When somebody has a health crisis of any kind, I think it’s natural for everything to centre on them for a while. Everyone wants to support them in their recovery, and everyone who loves them wants to be there for them, and I can say without reservation it was a truly beautiful and touching thing to see the way people in his life flocked to my partner to show their support while he was in hospital; to know that he had so much love in his life, the love that he deserved. It was easier for me, too, to focus all my attention on him, to download Star Wars trailers to my phone so I could smuggle them into him to watch through a shared pair of headphones, to just be glad that he was still here despite everything. It felt selfish, in fact, to do much else.

But what I wished I had figured out sooner – and what I want to tell you, if you’re someone reading this because you’re the partner or loved one to somebody dealing with a mental health crisis point – is that the best thing I could do for myself was focus on myself. In light of everything that was happening, it was so easy to dismiss that as selfishness. But as time went on, I realized that it wasn’t optional.

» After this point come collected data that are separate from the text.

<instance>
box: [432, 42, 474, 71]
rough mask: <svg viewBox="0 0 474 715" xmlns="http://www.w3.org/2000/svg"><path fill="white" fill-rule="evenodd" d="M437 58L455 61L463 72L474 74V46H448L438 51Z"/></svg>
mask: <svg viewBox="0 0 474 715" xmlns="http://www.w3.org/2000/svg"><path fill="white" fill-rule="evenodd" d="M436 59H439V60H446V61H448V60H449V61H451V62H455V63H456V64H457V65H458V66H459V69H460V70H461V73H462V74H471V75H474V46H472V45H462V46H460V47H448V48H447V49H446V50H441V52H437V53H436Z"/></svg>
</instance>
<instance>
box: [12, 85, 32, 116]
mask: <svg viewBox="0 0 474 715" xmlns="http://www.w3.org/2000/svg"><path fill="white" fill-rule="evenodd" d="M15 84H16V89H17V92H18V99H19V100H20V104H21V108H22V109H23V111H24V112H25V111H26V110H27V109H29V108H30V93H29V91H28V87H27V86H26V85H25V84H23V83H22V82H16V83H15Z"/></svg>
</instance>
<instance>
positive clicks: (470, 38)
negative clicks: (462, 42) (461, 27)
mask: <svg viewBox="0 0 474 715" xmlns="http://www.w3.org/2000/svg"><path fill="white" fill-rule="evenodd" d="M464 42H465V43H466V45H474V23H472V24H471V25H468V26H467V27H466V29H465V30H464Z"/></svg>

If I was going to create a solid base for my partner to come back to, I couldn’t allow myself to get utterly drained by everything that was happening. No matter how much energy I poured into him – and I think this is true for most anyone dealing with mental health problems, including myself – his recovery had to be on his terms, at his pace, and on his time. The most supportive thing I could do was tend to myself so I had the energy, emotional and physical, to support him the ways he needed, instead of draining myself to uselessness over a task that only he could do.

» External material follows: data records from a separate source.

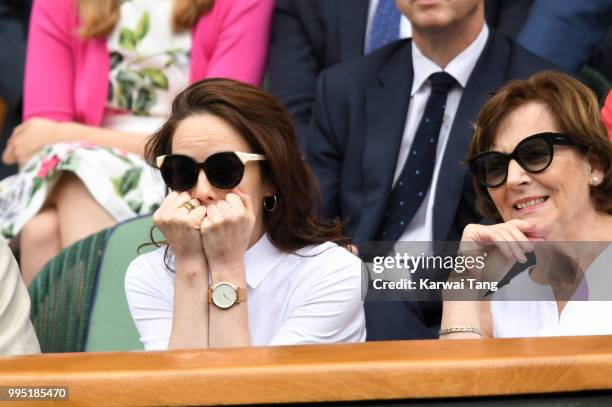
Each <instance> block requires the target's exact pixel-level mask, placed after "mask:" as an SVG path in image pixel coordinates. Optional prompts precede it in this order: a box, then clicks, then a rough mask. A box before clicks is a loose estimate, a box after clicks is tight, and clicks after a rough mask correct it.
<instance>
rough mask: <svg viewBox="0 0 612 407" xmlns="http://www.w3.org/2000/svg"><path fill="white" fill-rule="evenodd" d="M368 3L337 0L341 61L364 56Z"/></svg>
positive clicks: (337, 8)
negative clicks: (364, 47) (365, 34)
mask: <svg viewBox="0 0 612 407" xmlns="http://www.w3.org/2000/svg"><path fill="white" fill-rule="evenodd" d="M368 3H369V0H336V15H337V16H338V27H339V33H338V34H339V36H340V38H339V44H340V51H341V53H342V54H341V55H340V60H341V61H346V60H347V59H350V58H355V57H359V56H362V55H363V47H364V43H365V33H366V27H367V23H368V9H369V5H368Z"/></svg>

And that’s where I’ve been since then. My partner is back in our shared home, with our shared cat, writing for our shared blog again. I am enormously proud of him – both for being able to ask for help when the time called for it, and for his continued hard work on handling his mental illness since then. And I have committed myself to getting treatment of my own. Not because I am traumatized by what happened, or because I am still angry or guilty or anything to any extreme degree; but because I now understand that I need to take care of myself first. Call it selfishness if you want, but selfishness is what kept me on an even keel at a time when it felt like huge parts of my life were in major flux, so far out of my control it scared me.

If you’re dealing with something similar, please let this be the takeaway from this article: no matter what is happening with the person you love, no matter how much you might feel like the other half of you is missing and it’s your job to stitch it back on, this is the time to take care of yourself as much as, if not more so, than anyone else. You don’t need it, but in case you feel like you do: you’ve got my permission.